You started to see all sides of the rapper’s character in the video for “Shiraz,” where Bronson goofs with an Italian deli owner and purchases prosciutto, back-slapping like he was a young Ed Koch. He cracks open Philly blunts in the park and flirts and freaks like Jodeci with a woman who looks like a wilder version of my grandpa’s ex-girlfriend Janice.
After the song ends, the camera keeps rolling. Bronson gets the woman’s phone number and she tells him that he’s going to be a star. She also confides that she hasn’t had sex in 21 years, but she’d do him now. Then he hoists her off the ground and police sirens squawk. It ends with him flashing an impish Dennis the Menace glance at the camera.
Action Bronson’s formal debut was 2011’s Dr. Lecter, which felt a little like a formal debut. There are plenty of inspired moments. But the appeal is heaviest to rap purists and anyone else entertaining by nimble politically incorrect rhymes about being “twisted off Manischewitz” and eating barbequed venison.
The big creative leap happened on last year’s Blue Chips, a pawn-shop collage of samples lifted from the Neville Brothers, Frank Zappa, The Flamingos, and other flotsam scrounged while stoned-surfing YouTube. Bronson became a writer as colorful and carnal as Henry Miller and as chimerical as Rick Ross. He’s “eating tacos in the Galapagos, higher than a opera note,” smoking out of Thanksgiving turkey bags, eating out Yugoslavian women with “baby bushes,” and buying prime rib from premium NYC “meat purveyor,” Pat LaFrieda. “Hookers at the Point” riffs on the 2002 documentary of the same time, with Bronson inhabiting the character of a cracked-out prostitute “suck[ing] a Jewish lawyer, or an African cabby,” a Puerto Rican john, and a pinky-ringed pimp named Montel (one “L”). But “9-24-11” might be the moment when he became one of the best rappers out. He fucks up his verses three times, coughs, and hacks up his worries, anxieties, and his family’s immigrant saga. It’s as confidently improvised, tough, and honest as rap gets.

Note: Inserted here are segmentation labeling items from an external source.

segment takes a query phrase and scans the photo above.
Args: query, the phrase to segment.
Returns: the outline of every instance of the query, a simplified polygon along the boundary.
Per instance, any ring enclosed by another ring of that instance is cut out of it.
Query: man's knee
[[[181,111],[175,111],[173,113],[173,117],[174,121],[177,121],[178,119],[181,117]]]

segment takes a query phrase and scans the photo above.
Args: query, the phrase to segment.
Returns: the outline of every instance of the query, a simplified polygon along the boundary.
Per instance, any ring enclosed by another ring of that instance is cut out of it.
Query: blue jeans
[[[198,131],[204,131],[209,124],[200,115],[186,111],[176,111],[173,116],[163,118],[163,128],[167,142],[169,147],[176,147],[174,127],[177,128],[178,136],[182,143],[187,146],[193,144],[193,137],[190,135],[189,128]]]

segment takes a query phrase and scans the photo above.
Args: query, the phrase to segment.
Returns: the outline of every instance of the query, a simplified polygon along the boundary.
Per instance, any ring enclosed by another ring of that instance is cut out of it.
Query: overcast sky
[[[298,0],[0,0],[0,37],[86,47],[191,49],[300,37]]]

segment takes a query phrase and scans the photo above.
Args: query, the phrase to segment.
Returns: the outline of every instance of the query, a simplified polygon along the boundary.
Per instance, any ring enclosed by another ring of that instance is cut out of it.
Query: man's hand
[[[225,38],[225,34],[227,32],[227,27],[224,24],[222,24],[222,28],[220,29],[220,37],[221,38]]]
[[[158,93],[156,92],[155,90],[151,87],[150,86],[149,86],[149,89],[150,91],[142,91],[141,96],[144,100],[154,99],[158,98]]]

The star turn was the video for “The Symbol,” from late 2012’s Rare Chandeliers, his collaboration with the similarly Semitic Alchemist. The result being the greatest Hebrew hip-hop contribution since “So What’cha Want.” Wearing a blond Brian Jones mop-top wig and a denim vest, Bronson is a ’70s crime boss, seducing harlots, buying delicious cocaine, and dispatching enemies with sadistic glee. He is the symbol, staring at himself in the mirror and only seeing exquisite features. He is the fat pretty boy who will dismantle you and cook pasta, a lost character from Jackie Brown.
Released as his first official project since signing to Vice/Warner Bros, Rare Chandeliers elicited raves. It’s weirder, heavier, and more psychedelic than its predecessors. It also features “Eggs on the Third Floor,” his most playful and possibly best moment as an artist. The beat switches to an old-school chant and he toggles back and forth between Jamaican toaster and block party Queens MC, who you can catch out in SoCal, spending five weeks in the grow house.
To use an analogy that my grandfather would understand, when Ornette Coleman first came up in the jazz world, he couldn’t escape the Charlie Parker comparisons until one day, he became Ornette Coleman. “Eggs on the Floor” is when it becomes obvious that there can only be one Action Bronson, a blunt and blunted Queens representative, hand-springing into the Buick, having wild nights with your wife, and always smoking spices. He feels like family.